The legacy of “border justice” and the ongoing border security rhetoric sharply influences border residents’ perceptions of safety. Despite living in communities with some of the lowest violent crime rates, 60 percent of Valley residents don’t feel safer today than they did five years ago, according to a survey by the Center for Survey Research at the University of Texas-Pan American in Edinburg.

And the perennial question posed to Latinos—are you an American?—is profoundly shaping Latino identity, augmenting a sense of fear that may determine the profile of a future Texas, its leaders and attitudes toward the border. “Most Latinos have to demonstrate, they have to show they are American,” said Payan, at the Baker Institute. “The burden of proof is on them, and what that often means is consciously or subconsciously reneging themselves and their own identity.”

Going forward, whoever claims the mantle of leadership will determine not only the direction of the state, but who benefits from its resources. By the year 2021, according to an estimate by the University of Texas at San Antonio Institute for Economic Development, drilling in the Eagle Ford Shale could result in more than 196,000 jobs and generate more than $137 billion in state revenue. Add to that the recent energy reforms in Mexico that will send Texas wildcatters across the border, making South Texas a staging ground for cross-border drilling interests.

Will the revenues be used to address the great shame of Texas—the thousands of colonias along the border where some 400,000 Texans live in conditions that are reminiscent of a Dickensian past? And if so, who are the leaders who will influence those decisions? Texas could follow the model of Alaska, where oil and gas revenues are invested and later distributed to residents. But who will press for investment? Will the communities surrounding the land that produces billions of dollars see an investment in education?

Oil money is so thoroughly ingrained in the Texas culture and economy that there is little interest in or sympathy for those who have become collateral damage in the drive for riches.
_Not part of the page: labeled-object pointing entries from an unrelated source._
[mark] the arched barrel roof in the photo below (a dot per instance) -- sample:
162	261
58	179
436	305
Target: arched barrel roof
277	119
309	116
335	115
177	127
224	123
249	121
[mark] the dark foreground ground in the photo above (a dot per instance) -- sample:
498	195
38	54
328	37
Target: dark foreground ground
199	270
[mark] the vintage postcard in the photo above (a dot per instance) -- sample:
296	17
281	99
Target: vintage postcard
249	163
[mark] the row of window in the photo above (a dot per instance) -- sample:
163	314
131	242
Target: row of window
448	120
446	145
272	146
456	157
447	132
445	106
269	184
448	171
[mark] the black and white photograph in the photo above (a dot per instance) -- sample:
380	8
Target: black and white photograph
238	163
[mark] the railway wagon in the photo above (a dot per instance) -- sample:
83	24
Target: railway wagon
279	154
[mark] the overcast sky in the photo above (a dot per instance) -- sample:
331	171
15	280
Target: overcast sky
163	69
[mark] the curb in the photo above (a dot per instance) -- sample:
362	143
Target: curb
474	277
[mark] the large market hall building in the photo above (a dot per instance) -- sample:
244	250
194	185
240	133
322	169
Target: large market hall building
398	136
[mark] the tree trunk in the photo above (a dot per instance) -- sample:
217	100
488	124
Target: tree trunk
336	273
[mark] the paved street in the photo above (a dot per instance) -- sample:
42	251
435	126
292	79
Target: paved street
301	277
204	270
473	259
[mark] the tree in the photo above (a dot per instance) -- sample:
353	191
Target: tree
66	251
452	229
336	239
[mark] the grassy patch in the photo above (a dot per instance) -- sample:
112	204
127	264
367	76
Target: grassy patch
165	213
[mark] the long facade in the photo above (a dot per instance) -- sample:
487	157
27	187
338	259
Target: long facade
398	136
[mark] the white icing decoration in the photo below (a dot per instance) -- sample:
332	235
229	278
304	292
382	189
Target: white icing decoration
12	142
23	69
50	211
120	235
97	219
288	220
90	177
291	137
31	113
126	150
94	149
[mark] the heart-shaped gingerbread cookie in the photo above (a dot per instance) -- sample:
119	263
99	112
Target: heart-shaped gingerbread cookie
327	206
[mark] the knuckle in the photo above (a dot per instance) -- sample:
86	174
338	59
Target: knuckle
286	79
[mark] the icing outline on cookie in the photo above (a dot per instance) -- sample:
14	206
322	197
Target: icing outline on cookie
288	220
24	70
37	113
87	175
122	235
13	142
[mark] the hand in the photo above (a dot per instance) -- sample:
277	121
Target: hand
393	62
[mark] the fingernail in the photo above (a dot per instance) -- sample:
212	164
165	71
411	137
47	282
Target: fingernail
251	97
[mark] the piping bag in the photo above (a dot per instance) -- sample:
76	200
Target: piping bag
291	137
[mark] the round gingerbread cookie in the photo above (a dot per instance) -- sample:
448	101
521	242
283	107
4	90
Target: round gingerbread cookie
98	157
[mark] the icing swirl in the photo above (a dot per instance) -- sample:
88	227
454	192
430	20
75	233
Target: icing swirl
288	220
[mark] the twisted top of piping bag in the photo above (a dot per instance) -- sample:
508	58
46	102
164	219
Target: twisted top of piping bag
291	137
More troubling, will border communities produce sufficient leadership to pressure government officials to enforce environmental laws in the largely unchecked drilling industry? Air monitoring is almost nonexistent in the Eagle Ford Shale, and the state has exercised little to no oversight to gauge the extent of air pollution, according to a joint investigation by the Center for Public Integrity, InsideClimate News and The Weather Channel. The investigation found only five permanent air monitors in the 20,000-square-mile drilling region. Equally important, will existing and future leadership influence public officials or Texans across the state who benefit from the resources of South Texas?

The challenges are formidable. The report, titled “Big Oil, Bad Air,” concluded that “Oil money is so thoroughly ingrained in the Texas culture and economy that there is little interest in or sympathy for those who have become collateral damage in the drive for riches.” A cultural shift will have to emerge from the communities themselves. But will it?

In October, I caught a glimpse of the enormous potential to harness the border as a home and as a powerful idea. Lucy Felix, a field organizer in the Rio Grande Valley for the National Latina Institute of Reproductive Health, told a group of Austin activists that the state’s abortion battles that had resulted in the shuttering of women’s health clinics along the border had been a blessing. Yes, the border has the highest rate of poverty in the nation, and the women there are often marginalized, and, yes, their health care is among the most dismal in the state. But, she told the beleaguered Austin crowd, in the darkest times, from the most neglected corners would come a new beginning.

“We have to feed the power. We have to feed the leadership of our communities,” Felix said, before turning to consider the future. “What are we doing to develop that power, to nurture it? We need people who will make the change in Texas, because, in reality, there is no time to cry. We need to act.”